Design Community: Land Acknowledgement

We would like to begin today, the last day of Native November, by acknowledging that the University of Wisconsin-Madison is located on ancestral, traditional, and contemporary Ho-Chunk lands.

A land acknowledgement is a formal statement, often given orally at the beginning of organized events, celebrations, or other activities.

Acknowledgement of the Land on which we are situated is an important sign of respect, presence, assertion, and recognition of Indigenous self-determination and of the relationship between Indigeous people and the Land.

In a treaty signed on September 15, 1832, the Ho-Chunk Nation was forced to cede almost three million acres of land by the United States government.

That land cession included Teejop (DAY-JOPE), which is known to many of us today as Madison.

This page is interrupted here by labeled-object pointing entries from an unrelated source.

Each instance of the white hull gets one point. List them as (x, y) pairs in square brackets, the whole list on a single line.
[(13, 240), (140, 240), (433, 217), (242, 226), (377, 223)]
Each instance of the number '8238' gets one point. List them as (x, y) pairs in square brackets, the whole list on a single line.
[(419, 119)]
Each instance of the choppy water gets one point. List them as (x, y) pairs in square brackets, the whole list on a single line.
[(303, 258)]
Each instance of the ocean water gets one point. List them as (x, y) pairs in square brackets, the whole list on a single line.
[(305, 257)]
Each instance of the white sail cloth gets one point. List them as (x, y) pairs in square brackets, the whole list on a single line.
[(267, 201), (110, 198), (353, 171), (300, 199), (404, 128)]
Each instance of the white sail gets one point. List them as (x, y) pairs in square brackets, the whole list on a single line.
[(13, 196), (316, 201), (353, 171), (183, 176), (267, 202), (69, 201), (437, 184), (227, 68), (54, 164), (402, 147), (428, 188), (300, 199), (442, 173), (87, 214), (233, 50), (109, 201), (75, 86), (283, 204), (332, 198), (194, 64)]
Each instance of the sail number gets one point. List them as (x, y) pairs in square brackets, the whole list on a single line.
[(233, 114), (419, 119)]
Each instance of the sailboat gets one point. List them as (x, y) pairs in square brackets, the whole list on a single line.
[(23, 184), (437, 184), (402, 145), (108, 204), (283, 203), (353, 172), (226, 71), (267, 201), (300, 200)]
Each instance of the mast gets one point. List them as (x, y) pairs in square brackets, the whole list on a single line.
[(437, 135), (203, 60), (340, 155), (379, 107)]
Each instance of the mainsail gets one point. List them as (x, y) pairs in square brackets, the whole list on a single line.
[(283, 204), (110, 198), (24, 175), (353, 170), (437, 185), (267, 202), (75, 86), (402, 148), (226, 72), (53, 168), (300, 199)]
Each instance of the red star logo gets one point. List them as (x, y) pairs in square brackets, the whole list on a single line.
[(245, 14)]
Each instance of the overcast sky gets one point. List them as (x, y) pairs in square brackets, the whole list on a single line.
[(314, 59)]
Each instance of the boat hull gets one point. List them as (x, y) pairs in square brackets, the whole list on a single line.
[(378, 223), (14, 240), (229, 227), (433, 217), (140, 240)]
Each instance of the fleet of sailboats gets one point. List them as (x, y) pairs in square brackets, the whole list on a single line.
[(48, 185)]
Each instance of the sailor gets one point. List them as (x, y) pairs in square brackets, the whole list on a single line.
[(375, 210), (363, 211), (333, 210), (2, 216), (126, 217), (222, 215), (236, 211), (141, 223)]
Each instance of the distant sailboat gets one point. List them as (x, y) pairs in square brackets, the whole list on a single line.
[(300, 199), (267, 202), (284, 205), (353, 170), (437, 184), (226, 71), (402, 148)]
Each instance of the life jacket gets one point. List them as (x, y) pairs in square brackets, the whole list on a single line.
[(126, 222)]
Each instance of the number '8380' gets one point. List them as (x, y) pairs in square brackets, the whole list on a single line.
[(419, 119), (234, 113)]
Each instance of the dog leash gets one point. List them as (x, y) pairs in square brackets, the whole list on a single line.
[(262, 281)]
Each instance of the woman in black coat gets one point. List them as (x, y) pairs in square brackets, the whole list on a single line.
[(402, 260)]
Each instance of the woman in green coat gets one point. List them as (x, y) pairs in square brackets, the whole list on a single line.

In addition to denying the rights of the Ho-Chunk people to hunt and grow crops on these 3 million acres, the treaty began more than four decades of attempted ethnic cleansing.

During this time, both the federal and state government repeatedly, but unsuccessfully, sought to forcibly remove the Ho-Chunk from Wisconsin.

The treaty of 1832 is a foundational document for everyone in this community, and is what allows non-Ho-Chunk people to reside in much of Teejop (DAY-JOPE) today.

And as Sharon Stein, a scholar of white settlement put it, there would be no higher education as we know it in the United States without the original and ongoing colonization of Indigenous peoples and lands.

Just like there would be no United States.

We know that expropriated Indigenous land became the foundation of the land-grant university system.

30 years after the treaty of 1832, President Abraham Lincoln signed the Morrill Act,  also known as the Land Grant College Act.

This bill distributed public domain lands to help establish and raise funds for new higher education institutions across the nation.

UW-Madison was one of 52 universities that benefited from this.

We recognize the enduring presence and territorial claim of the Ho-Chunk Nation, the custodians of the lands and waters on which we speak today, as well as that of the 11 other First Nations of Wisconsin.

We respect the continued connections to the past, present, and shared future in this ongoing relationship with Indigenous and other peoples in the Madison community.

And we also understand that offering a land acknowledgement does not absolve settler-colonial privilege.

And it does not diminish colonial structures of violence — at either the individual or institutional level.

We recognize that a statement like this must be preceded and followed by ongoing and unwavering commitments to First Nation communities.